It doesn’t have to be. The very first time I shot one, I had absolutely no idea how to sight in a bow. At the time there really wasn’t much out there in terms of the internet. I know that is hard to believe for some. However, you are actually in the minority still. To those who are older than I and remember times that I can’t comprehend, I feel your pain. Anyway, learning how to sight in a bow can be a relatively quick and simple process once you wrap your brain around it.
So, you’re shooting your bow and you are getting pretty good groups at 20 yards. Say, hitting a pie plate with all 5 shots at 20 yards. Congrats! The thing is, most of the shots are hitting way to the right of where you are aiming while one or two of them are just a little bit to the right. If that’s the case for you, then it’s time to learn how to sight in a bow already!
As stated earlier, this process is actually pretty simple. Take the example above where the shooter is consistently having all of his arrows hitting to the right of where they are aiming. In order to correct it, you are going to need to adjust your sight housing. First, let me say that if you are going to shoot a bow and have no idea how well sighted in it is let me highly suggest starting by taking a shot from 10 yards.
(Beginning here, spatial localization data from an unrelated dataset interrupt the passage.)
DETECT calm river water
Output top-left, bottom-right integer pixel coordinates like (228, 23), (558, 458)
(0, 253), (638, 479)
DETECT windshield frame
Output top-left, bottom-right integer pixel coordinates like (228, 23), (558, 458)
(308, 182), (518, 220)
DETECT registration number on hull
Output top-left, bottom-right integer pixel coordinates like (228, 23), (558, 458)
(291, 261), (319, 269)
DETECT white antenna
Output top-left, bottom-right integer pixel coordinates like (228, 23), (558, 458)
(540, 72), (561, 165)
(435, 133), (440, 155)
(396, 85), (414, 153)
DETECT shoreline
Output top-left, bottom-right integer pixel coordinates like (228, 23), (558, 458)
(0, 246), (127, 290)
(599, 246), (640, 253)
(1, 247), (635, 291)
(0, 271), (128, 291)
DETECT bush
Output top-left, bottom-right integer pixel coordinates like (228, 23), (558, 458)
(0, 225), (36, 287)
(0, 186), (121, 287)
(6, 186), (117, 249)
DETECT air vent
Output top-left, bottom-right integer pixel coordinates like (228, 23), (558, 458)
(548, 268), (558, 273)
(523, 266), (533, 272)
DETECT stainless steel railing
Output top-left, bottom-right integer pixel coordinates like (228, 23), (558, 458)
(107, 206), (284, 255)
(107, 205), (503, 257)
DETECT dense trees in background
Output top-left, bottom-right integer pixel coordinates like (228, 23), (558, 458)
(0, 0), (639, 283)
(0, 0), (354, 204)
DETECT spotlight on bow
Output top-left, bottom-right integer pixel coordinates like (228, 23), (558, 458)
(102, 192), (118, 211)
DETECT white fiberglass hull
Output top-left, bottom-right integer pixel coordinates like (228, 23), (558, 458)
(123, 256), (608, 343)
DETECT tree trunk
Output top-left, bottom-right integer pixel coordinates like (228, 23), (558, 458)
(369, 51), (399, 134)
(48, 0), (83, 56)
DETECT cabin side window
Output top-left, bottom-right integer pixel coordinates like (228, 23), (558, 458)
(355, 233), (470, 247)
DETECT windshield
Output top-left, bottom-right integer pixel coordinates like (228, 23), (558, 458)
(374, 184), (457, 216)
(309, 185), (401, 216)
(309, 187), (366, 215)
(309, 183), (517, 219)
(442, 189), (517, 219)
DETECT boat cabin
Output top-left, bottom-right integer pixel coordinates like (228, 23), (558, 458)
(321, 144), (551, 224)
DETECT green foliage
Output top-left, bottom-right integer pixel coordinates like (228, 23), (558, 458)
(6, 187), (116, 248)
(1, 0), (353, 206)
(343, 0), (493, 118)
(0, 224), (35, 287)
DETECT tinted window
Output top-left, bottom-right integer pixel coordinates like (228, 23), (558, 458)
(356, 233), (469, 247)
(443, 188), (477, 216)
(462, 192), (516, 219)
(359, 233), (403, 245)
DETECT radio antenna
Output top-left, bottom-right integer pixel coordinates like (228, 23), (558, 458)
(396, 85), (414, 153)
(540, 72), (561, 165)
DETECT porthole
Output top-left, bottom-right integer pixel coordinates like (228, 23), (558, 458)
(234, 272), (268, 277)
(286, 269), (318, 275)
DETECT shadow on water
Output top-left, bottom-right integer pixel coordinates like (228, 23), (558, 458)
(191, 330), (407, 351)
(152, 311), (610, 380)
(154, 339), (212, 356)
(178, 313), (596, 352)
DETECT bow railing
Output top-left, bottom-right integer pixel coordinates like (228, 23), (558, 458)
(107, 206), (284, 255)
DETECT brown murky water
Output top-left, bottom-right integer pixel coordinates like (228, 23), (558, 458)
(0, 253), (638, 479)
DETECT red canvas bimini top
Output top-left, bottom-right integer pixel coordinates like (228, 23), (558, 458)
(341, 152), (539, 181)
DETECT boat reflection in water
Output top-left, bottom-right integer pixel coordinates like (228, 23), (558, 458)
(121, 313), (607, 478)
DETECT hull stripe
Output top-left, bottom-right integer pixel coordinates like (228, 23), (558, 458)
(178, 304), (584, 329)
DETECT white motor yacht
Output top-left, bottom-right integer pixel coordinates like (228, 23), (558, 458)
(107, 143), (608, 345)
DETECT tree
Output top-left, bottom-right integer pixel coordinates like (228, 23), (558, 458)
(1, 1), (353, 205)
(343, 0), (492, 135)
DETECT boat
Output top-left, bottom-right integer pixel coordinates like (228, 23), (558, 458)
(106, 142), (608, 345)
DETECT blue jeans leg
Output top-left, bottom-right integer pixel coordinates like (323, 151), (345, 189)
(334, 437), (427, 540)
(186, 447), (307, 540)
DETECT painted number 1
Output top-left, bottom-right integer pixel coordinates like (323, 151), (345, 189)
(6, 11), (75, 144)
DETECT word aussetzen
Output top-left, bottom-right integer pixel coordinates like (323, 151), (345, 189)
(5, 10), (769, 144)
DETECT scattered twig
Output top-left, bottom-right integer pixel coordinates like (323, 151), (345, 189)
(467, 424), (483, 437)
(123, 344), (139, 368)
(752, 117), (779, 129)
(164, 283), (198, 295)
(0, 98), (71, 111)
This way, even if your sights are really far off, you should still hit most targets on the market today. If you hit where you are aiming at 10 yards, then move back to 20. Like the example again, if you are hitting to the right at 20 yards, then you are going to need to adjust your sight housing to the right as well. In simpler terms, in order to sight in a bow at 20 yards, move your entire sight housing so that it follows the arrow. This is the case whether you need to move it up, down, right, or left. You always follow the arrow. Once you have your 20 yard pin hitting exactly where you are aiming, it’s time to move back to 30 yards. To set up your 30 yard pin, all you are going to need to do is move your pin up or down. If you are hitting right or left at 30 but dead on at 20, then you have another issue that could be one or more of a bunch of things. Form issues and tuning issues are the most likely culprit for that so take care of any of those issues first. Newer sites are not like old ones. When your bow is properly tuned, or even rough tuned, your arrows will hit in a straight line vertically so there should be no reason to allow individual pins to be adjusted right and left. The same holds true for the rest of the pins that you have. If you only have a 3 pin sight, then all that’s left after your 30 yard pin is your 40 yard pin. Move back to 40 yards and take a couple shots. Adjust the individual pin up or down depending on where it’s hitting the target in relation to where you are aiming.
Once you are able to get your head wrapped around the simple thing of following your arrow, knowing how to sight in a bow becomes easy. You can now take any bow and get it sighted in relatively quickly as long as the bow is rough tuned at the very minimum. From there, you have many choices on how to proceed. Broadhead tuning and perfecting your accuracy are huge when it comes to shooting a bow. Consistency is also very high on the short list of priorities when it comes to being proficient with a bow. If you are planning on doing a little bow hunting, try incorporating some of my Bow Hunting practice tips during your shooting sessions. Good luck!